PROSOCO, founded in 1939, is an American national manufacturer of specialty construction products for cleaning, protecting and maintaining concrete; making building envelopes air- and water-tight; cleaning and restoring masonry buildings; and stabilizing masonry wall assemblies. PROSOCO's production and warehouse facility, and corporate headquarters are located in Lawrence, Kansas; construction on that building started in 1998.

==History==

Founded in 1939 as the Process Solvent Company, PROSOCO was originally a Kansas City-based producer of specialty cleaners and engine treatments for the automotive and railroad industries. Largely due to the unprecedented growth of the construction industry in the 1950s the Process Solvent Company turned its full attention to the construction and building maintenance products. In 1967, the Process Solvent Company filed to trademark "PSC", which provided a shorter way to reference the company.

Through the years, PROSOCO has been involved with a number of high-profile projects including the United States Capitol Building. The project consisted of removing 150 years of old, peeling paint, dirt and grime of the capitol's west façade. PROSOCO also completed restoration work at the Pentagon after the September 11 attacks. In 1997 a PROSOCO, Inc. proprietary cleaner (a mixture of glycolic, hydrofluoric, orthophosphoric, and citric acids with a nonionic surfactant) was used in a conservation intervention of the Smithsonian Institution. In 2013, PROSOCO's phthalate-free products were used on the nationally recognized Bullitt Center. PROSOCO's fluid applied air barrier system was awarded Building Green's top-10 products for 2015.
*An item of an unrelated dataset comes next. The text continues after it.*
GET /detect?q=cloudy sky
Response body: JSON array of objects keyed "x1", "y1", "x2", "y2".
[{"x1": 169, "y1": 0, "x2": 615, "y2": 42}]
As of 2005 the CEO is David Boyer.

==Brands==

- R-Guard – Air and water barrier system designed to prevent the leakage of air, water & energy through the building envelope.
- Sure Klean – A suite of products consisting of masonry sealers, cleaners and restoration treatments for buildings.
- Consolideck – A flooring system consisting of concrete densifiers, dyes and cleaners.
- Anchoring Systems – A variety of masonry ties and anchors to stabilize and secure masonry wall assemblies, extending the life of existing buildings and maximizing the longevity of new ones.